Tuesday, October 10th, 2006 Posted by: Alistair Croll
A few years ago, before the days of TrueSight, Coradiant used to be in the managed services business. This gave us lots of hands-on experience and a good deal of opportunity to see vendors from the customer’s perspective. We try to put that background into our products — lots of debates around technical issues are resolved with a firm, “would we have bought it if it did that?”
But not everything’s the same.
One of the things that’s changed a lot since then is the emphasis on availability and performance. Back then, nobody cared about performance-they were worried mainly about uptime. We hadn’t yet figured out how to make the world reliable.
- People spent money on big, reliable servers. Then Google showed us how to make millions of cheap PCs run well.
- Websites used to have dozens of redundant networks to overcome peering congestion. Then Internap raised the bar, and peering got better.
- Load-balancers argued over which algorithms to use to detect outages. Then they got good at it, adopted best practices, and got in the middle of connections where they could see problems first-hand.
- Browsers broke. Then the innovation turned to standardization and even 2-year-old clients could handle Javascript properly.
- Monolithic servers were expected to do everything. Then the three-tiered model abstracted presentation, processing, and storage. (I actually found an old study I wrote in 1999 on “the emerging 3-tier model” of computing. Things weren’t always this way!)
- But most importantly, we stopped thinking about device availability and started thinking about system availability. Web operators don’t care about the failure of a single server these days (although it’s a great way to get a free lunch from a supplier.) They watch the overall system.

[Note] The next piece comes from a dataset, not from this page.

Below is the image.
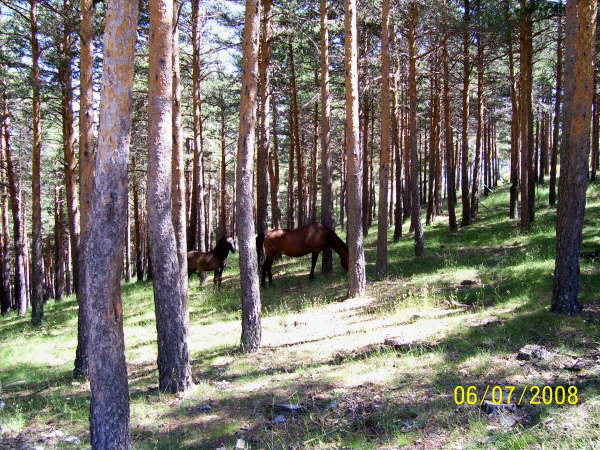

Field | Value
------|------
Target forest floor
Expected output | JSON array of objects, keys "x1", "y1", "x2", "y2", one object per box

With this change has come a major rethinking of priorities. Now that systems are highly available—despite their notoriously unreliable components—people have turned their attention to performance.
I’m not talking about the old “eight second” rule of product purchases. Frankly, if Kayak or Overstock or Lendingtree or Brassring is a little slow today, I’ll wait: I know they’re good for it. I have accounts there. The cost of switching is high.
What I am talking about is the impact of performance on everything from call center volumes, to lost productivity, to spontaneous coffee breaks, to adoption failures. As more and more companies focus on performance, they unearth skeletons in their closets.
One of our customers described a situation where performance was unbelievably slow for users at one office in Asia Pacific. On closer analysis, the users there were connecting to a U.S. proxy, completely bypassing the one in their branch office. The Internet was available to them—but unbelievably slow. And by switching them to the local proxy, the company avoided upgrades of around $60,000 a month.
Back in our days as an MSP, we used to build reports of availability. We used to alert and alarm on it. But today, when I talk to customers, few of them are concerned with availability and uptime. They want the forensics on a failure (to wave at the aforementioned vendor while ordering the Baked Alaska) to be sure. But most of the interest we get is in performance and traffic level analysis.
In particular, we get questions about second-order analysis. “Don’t just tell me how slow it was,” said one customer last month, “tell me how many users were dissatisfied by the performance.” Similarly, people ask me “can you show me whether this level of latency is normal for this level of load.” Answering these questions is far more meaningful. Customer support and capacity planning can use the answers to really tackle some fundamental issues they face. The answers involve quite a lot of computation, and they require that we measure performance, availability, and traffic levels.
I think we may have solved the availability problem. But the performance problems are just beginning.